I DIDN'T LOSS ANY FLOTATION.THE SAME FLOTATION IS IN THE BOAT.I HAVE FLOTATION IN THE NOSE,THE MIDDLE AROUND LIVEWELL,AND BACK WERE THE MOTOR IS&UNDER THE ALUM FLOOR.THE ALUM.DECK & AND THE FLOOR IS NOT HEAVY.ABOUT 3 FT OF THE NOSE IS FLOTATION.I HAD MY 2 BATTERYS IN THE STORAGE WHEN I FIRST BUILD THE DECK.I DIDN'T LOOK THEM UNDER THERE SO I PUT THEM RIGHT BEHIND THE LIVE WELL.I ADDED 3' 5" TO THE ORG.DECK.


----------



## RAPALA (Feb 21, 2008)

BASSBOY IT IS NO PROBLEM I LIKE IT.THE REASON I PUT IT THERE IT PUT ME ABOUT 4 TO 4 1/2 FT.OFF THE FRONT OF THE BOAT.I MAIN PUT MY BOTTOM BOUNCERS,PLANNER BOARD,BLACK LIGHTS,FOOD.THING THAT I DONT USE ALLTHE TIME.THE SPACE IN FRONT OF MY LIVEWELL IS WERE I PUT MY TACKLE BOXES ,MINNOW BUCKET,ECT.THAT KEEPS EVERYTHING OUT OF TH WAY.


----------



## asinz (Feb 21, 2008)

Nice boat, what thickness alum. did you use for the decking?


----------



## RAPALA (Feb 22, 2008)

A LITTLE BIT THINNER THAN 1/8 IN. TH, THE FLOOR IS 1/16 IN.THICK.


----------



## bAcKpAiN (Feb 27, 2008)

You certainly did a great job on your boat, you should be right proud!


----------



## pbw (Feb 27, 2008)

DANG DANG 25 HP on a 14 footer?

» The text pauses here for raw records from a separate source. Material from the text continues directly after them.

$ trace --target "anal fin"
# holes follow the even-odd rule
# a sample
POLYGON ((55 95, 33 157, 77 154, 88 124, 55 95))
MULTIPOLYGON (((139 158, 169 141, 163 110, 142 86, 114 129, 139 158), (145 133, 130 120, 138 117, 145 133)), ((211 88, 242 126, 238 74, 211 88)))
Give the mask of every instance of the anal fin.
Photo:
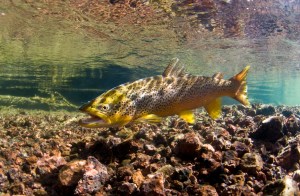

Any MPH reports?


----------



## scottbustech (Feb 28, 2008)

no attempt too thread hijack but i get 30.4 empty and 25.5 with 2 men 2 dogs 40 duck decoys 30 goose decoys 2 shot guns and lots of ammo and a big lunch lol 
and thats on a 14ftr with 48 inch bottom and a 25 horse


----------



## alabamajon56 (Mar 19, 2008)

were did you get your jack plat and did you gain any speed with it. i have a sixteen ft jon with a fifty and want to get a few more mph out of her. thought a jack plate would help. any info would be a greatly apprciated


----------



## RAPALA (Mar 23, 2008)

The jack plate was put on the boat because of long shift motor.But it plane out faster the motor pushs the boat about 30 to 31 mph.As far as trying it with out the jack-plate I never have.


----------